Detrás de Ethan, los sobrevivientes que habían sido mordidos comenzaron a convulsionar violentamente, sus huesos crujiendo y retorciéndose de manera antinatural. Momentos después, se tambalearon poniéndose de pie, sus cuerpos cubiertos de horripilantes marcas de mordidas, carne desgarrada, sangre goteando por todas partes.
Ahora, ellos también se unieron a las filas de los no muertos.
Se apresuraron pasando a Ethan, ansiosos por cazar más humanos.
Ethan miró hacia arriba. En la luz parpadeante del fuego, notó un letrero colgando sobre el corredor: «Sector D».
Este refugio tenía una estricta jerarquía, dividiendo a los sobrevivientes en cuatro sectores—D, C, B y A—basados en su estatus social y utilidad. El Sector D era el escalón más bajo, lleno de gente ordinaria, principalmente ancianos, mujeres y niños. Era esencialmente el barrio marginal del refugio.
Las condiciones aquí eran terribles—sin electricidad, apenas suficiente comida. La gente sobrevivía comiendo sobras desechadas de los sectores más altos.
Incluso en el apocalipsis, la naturaleza humana no cambiaba. Los débiles siempre eran explotados y oprimidos, quizás incluso más descaradamente ahora.
Ethan decidió que ayudaría a estas pobres almas en el Sector D a escapar de su miserable existencia—convirtiéndolos en algo más fuerte.
Adelante, los rugidos de los zombies crecían más fuertes, mezclándose con gritos de pánico mientras el caos se extendía rápidamente.
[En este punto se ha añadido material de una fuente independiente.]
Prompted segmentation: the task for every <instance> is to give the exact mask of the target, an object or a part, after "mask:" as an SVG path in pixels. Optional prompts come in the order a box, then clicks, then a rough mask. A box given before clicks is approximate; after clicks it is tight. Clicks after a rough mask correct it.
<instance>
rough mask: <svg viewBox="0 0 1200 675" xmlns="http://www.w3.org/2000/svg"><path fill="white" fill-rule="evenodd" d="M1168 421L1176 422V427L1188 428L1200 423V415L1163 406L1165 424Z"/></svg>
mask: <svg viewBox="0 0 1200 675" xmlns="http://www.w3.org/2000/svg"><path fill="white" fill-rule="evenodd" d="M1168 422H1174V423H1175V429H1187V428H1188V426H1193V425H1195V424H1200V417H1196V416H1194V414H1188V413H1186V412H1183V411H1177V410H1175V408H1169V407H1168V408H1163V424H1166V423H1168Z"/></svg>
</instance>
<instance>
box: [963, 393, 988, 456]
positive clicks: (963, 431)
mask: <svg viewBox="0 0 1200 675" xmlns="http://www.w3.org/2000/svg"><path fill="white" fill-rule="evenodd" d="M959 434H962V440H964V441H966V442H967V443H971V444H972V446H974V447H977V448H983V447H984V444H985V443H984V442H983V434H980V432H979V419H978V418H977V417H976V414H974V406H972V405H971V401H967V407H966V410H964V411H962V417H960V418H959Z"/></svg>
El virus zombi estaba infectando rápidamente toda el área.
Ethan continuó adelante, mirando alrededor mientras caminaba.
Notó habitaciones alineadas a ambos lados del corredor—aunque llamarlas «habitaciones» era generoso. Eran poco más que cuevas excavadas en la tierra, sin puertas siquiera, solo montones de paja seca sirviendo como camas.
Era verdaderamente patético.
Nada aquí interesaba a Ethan. Decidió moverse hacia los sectores superiores.
A medida que continuaba más profundamente, los corredores se retorcían y giraban, volviéndose cada vez más complejos pero también más anchos y mejor construidos. Pronto, los suelos de tierra dieron paso a piedra, y apareció cableado eléctrico a lo largo de las paredes, alimentando bombillas tenues y parpadeantes.
Pero debido a la matanza de los zombies, las luces parpadeaban erráticamente, proyectando sombras siniestras a través de charcos de sangre en el suelo. Los cuerpos yacían esparcidos por todas partes, temblando y convulsionando bajo las luces parpadeantes, sus extremidades retorciéndose grotescamente mientras comenzaban a levantarse de nuevo como zombies.